# Von Mises Truss

The Von Mises Truss is an example of a structure that is susceptible to snap-through buckling, as such is not correctly modelled by a linear eigenvalue buckling analysis, and we must instead use the more general non-linear eigenvalue buckling analysis (what is the difference?).

In this example we’ll model the truss in Figure 1 with the dimensions $$H = 1.0\textrm{ m}$$ and $$L = 5.0\textrm{ m,}$$ and an axial stiffness $$EA = 1280\textrm{ MN}$$. In the table below, we compare the predicted buckling load from both the linear and non-linear eigenvalue analyses:

Linear 19111 kN
Non-linear 3790 kN

We can see from the table that if we’d naively used the linear buckling analysis we’d’ve overestimated the capacity by a factor of 5!

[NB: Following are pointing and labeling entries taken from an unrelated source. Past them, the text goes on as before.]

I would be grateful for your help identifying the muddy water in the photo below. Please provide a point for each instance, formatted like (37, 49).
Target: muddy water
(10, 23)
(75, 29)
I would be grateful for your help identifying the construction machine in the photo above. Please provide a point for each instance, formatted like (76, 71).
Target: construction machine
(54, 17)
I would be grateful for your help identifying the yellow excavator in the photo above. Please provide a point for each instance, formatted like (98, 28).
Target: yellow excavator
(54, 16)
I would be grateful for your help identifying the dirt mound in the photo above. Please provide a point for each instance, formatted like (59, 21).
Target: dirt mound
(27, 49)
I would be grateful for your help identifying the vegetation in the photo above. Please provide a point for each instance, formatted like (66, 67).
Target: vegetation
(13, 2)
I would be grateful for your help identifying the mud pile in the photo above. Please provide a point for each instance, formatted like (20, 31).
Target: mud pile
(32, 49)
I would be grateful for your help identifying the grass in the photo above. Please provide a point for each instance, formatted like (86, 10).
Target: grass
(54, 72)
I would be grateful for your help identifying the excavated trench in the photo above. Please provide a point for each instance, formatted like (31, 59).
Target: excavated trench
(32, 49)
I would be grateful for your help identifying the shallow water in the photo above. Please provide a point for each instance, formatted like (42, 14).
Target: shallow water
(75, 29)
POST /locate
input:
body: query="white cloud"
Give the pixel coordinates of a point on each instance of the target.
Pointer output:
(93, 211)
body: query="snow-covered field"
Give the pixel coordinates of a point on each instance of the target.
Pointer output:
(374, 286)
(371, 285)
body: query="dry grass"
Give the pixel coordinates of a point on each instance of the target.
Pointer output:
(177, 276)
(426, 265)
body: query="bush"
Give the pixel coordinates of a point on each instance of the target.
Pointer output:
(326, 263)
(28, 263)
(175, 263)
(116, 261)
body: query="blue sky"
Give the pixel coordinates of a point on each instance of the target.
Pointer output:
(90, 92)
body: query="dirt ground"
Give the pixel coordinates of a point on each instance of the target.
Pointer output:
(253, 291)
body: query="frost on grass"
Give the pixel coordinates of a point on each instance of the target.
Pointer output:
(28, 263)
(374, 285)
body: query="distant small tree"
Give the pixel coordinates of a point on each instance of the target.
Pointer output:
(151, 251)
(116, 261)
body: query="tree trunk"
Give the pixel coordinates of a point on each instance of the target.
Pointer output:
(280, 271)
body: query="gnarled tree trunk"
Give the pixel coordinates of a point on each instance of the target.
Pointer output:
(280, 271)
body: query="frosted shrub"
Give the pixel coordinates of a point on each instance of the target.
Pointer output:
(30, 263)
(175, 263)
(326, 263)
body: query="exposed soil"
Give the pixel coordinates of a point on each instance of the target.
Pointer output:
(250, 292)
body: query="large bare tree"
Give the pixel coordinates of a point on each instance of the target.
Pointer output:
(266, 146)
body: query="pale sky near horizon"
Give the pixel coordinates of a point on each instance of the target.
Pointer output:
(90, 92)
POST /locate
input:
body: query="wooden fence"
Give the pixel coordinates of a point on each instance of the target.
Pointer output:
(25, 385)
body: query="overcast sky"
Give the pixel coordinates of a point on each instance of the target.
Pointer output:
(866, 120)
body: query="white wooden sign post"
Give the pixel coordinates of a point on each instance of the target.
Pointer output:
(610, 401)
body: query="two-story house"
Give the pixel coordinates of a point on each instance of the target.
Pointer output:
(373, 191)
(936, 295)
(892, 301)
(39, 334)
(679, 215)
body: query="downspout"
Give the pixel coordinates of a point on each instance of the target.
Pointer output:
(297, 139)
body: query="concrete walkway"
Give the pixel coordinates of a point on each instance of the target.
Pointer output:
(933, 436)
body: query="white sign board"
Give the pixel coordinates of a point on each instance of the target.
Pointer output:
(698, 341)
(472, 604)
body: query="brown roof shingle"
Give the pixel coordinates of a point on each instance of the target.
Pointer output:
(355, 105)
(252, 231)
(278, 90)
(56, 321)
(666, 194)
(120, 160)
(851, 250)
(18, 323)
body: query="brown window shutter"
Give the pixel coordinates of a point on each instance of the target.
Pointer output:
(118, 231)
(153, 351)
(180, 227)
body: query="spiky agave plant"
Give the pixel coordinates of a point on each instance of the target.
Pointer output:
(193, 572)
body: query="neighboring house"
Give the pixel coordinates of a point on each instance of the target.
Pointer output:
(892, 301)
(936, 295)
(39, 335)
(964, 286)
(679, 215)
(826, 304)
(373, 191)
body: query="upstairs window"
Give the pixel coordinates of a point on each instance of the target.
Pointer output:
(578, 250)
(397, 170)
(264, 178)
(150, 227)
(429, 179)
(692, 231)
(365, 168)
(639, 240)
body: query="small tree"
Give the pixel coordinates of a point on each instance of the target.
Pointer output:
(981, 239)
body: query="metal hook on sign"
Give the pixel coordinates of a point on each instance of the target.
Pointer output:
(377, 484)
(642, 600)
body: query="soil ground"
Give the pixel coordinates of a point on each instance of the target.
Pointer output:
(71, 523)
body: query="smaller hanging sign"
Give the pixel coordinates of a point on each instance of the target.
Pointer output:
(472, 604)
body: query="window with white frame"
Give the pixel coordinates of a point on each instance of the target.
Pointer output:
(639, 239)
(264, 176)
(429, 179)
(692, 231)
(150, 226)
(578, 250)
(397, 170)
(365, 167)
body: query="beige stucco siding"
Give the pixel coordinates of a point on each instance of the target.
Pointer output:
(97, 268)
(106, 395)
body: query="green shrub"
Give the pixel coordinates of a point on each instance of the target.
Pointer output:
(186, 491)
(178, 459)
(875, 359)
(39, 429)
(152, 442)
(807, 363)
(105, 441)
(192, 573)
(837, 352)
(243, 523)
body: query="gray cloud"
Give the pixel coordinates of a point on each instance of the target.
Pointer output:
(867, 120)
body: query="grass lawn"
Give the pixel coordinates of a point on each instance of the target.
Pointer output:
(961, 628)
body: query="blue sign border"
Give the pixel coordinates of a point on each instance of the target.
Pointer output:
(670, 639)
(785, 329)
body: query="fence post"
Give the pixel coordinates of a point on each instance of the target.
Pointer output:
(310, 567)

The critical load is found by running a displacement controlled non-linear analysis and looking for the peak load before the snap-through (see Figure 3). The dashed line shows where the snap-through occurs.

We can then investigate the non-linear eigenvalues around the critical load to find the point they go to zero (see Figure 4).

We can compare these numerical results to the theoretical results described by Bazant in Stability of Structures (Equation 4.4.5).

Bazant showed that the critical rotation can be described by the equation:

$\cos q_{0} = (\cos \alpha)^{\frac{1}{3}}$

where $$q_{0}$$ and $$\alpha$$ are defined on Figures 1 and 5. This can be transformed in terms of the critical deflection (see derivation):

$\delta_{crit} = H - L \sqrt{ \Biggl( \frac{H^{2}}{L^{2}} + 1 \Biggr)^{\frac{1}{3}} - 1}$

where $$\delta_{crit}$$, $$H$$ and $$L$$ are as defined on Figures 1 and 5. Plugging the numbers into this equation for our model, $$H = 1.0\textrm{ m}$$ and $$L = 5.0\textrm{ m}$$, we find the predicted critical displacement to be $$\delta_{crit} = 426.4\textrm{ mm}$$, which matches the peak of our load-displacement curve in Figure 3.